Reading Smith’s article, one theme will bring a feeling of familiarity to conservative Rhode Islanders across the decades.  The facts of the essay point in one direction: The Republican-led General Assembly issued a resolution condemning the Klan in February 1924, and in April, the Republican state convention passed a “unanimous condemnation of the Klan” (p. 37).  Furthermore, “neither numbers nor names of alleged Klan-endorsed candidates were ever given, and… no candidate publicly acknowledged Klan support” (p. 40).

Yet, the rhetoric is something different.  Indeed, Smith’s article begins with a political cartoon from the Providence News (which appears to have been a pro-Democrat publication) equating the GOP and the KKK.  Smith reports that northern Democrats actually faced a challenge getting their national party to condemn the Klan, yet he qualifies the RIGOP’s resolution to do so by quoting the Providence Journal report that the Democrat state convention had insisted that the Republican convention “was not sincere in its pretended opposition to the Ku Klux Klan” (p 37).

“Throughout this period the [Providence] News steadfastly maintained that ‘the Klan in Rhode Island is an adjunct of the Republican Party'” (p. 38), but not surprisingly:

Election day came and went.

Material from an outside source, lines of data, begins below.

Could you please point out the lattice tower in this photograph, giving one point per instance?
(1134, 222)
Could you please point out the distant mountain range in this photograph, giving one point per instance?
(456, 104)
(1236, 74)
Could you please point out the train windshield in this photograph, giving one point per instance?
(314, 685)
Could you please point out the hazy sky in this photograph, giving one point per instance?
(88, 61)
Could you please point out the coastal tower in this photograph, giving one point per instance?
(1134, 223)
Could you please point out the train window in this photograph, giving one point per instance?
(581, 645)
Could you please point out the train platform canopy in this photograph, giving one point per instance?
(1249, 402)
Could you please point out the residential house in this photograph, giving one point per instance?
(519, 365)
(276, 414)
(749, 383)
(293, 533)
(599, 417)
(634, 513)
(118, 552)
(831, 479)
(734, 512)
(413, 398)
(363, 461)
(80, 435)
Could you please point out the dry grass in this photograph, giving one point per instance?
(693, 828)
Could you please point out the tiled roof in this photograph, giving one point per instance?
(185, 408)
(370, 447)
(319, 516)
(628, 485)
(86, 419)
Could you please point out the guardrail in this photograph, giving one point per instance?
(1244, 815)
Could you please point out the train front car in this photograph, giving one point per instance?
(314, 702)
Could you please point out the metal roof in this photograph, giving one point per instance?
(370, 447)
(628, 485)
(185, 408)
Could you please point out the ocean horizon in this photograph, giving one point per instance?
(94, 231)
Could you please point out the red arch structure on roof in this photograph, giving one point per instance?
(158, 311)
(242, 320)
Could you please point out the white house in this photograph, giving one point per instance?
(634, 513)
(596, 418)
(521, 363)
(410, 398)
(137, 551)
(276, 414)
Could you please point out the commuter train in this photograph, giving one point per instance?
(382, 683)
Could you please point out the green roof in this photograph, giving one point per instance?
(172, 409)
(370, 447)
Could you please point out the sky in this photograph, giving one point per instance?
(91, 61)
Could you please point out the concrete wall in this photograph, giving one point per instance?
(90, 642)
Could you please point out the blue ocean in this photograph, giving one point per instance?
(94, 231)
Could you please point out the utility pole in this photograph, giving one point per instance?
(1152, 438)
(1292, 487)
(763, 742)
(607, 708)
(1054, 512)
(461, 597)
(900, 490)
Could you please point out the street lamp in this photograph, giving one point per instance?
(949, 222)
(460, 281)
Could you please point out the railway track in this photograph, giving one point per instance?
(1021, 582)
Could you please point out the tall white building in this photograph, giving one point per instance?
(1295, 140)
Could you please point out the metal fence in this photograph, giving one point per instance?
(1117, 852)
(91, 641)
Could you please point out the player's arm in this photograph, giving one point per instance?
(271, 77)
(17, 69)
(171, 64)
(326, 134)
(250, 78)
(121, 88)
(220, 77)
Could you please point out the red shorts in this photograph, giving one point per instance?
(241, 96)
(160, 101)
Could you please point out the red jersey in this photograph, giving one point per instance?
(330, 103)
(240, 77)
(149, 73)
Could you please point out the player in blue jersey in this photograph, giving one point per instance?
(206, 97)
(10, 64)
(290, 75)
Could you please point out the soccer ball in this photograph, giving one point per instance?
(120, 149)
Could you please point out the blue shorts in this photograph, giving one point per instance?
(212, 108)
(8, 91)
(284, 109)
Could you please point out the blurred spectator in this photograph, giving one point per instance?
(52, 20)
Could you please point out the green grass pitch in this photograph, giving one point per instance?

Hopes of Democrats for sizable gains based on Klan issues were dashed. … It may defy coincidence that following the election major newspaper coverage of the Klan practically ceased. (p. 40)

To be sure, life, society, history, and politics are all complicated.  Smith reports that the Klan managed to persuade some individuals in the military, in labor unions, and elsewhere at least to consider joining, and it’s entirely plausible that some Republicans (and some Democrats, too, for that matter) had something in common with the organization, whether a bigotry (e.g., anti-Catholicism), a general value (e.g., “national pride”), or just a specific policy suggestion.

From the perspective of a century later, however, the Democrats’ general slander of Republicans as equivalent to this hated organization stands out, because it continues to this day.  Even Norman Smith, who apparently could not cite a single connection beyond partisan insinuations, could not help but give the accusers some credibility: “To the extent that Republican forces only formally rejected the Klan late in 1924 and seldom specifically thereafter, there was presumably a modicum of truth in the partisan allegations” (p. 44).

In other words, even back in 1978, and even looking through the murk of decades to 1924, the long-cultivated attitude has been that non-progressives accused of character-staining associations must be sure to leave an unmistakable (and impossible-for-history-to-lose) record of denials.  Of course, many conservatives today know from experience that the trap of such a response is the accusation that too much denial proves a guilty conscience.  It is always possible to insist that proclamations are “only formal.”

After a century of this particular attack, it’s about time for an effective defense to be found.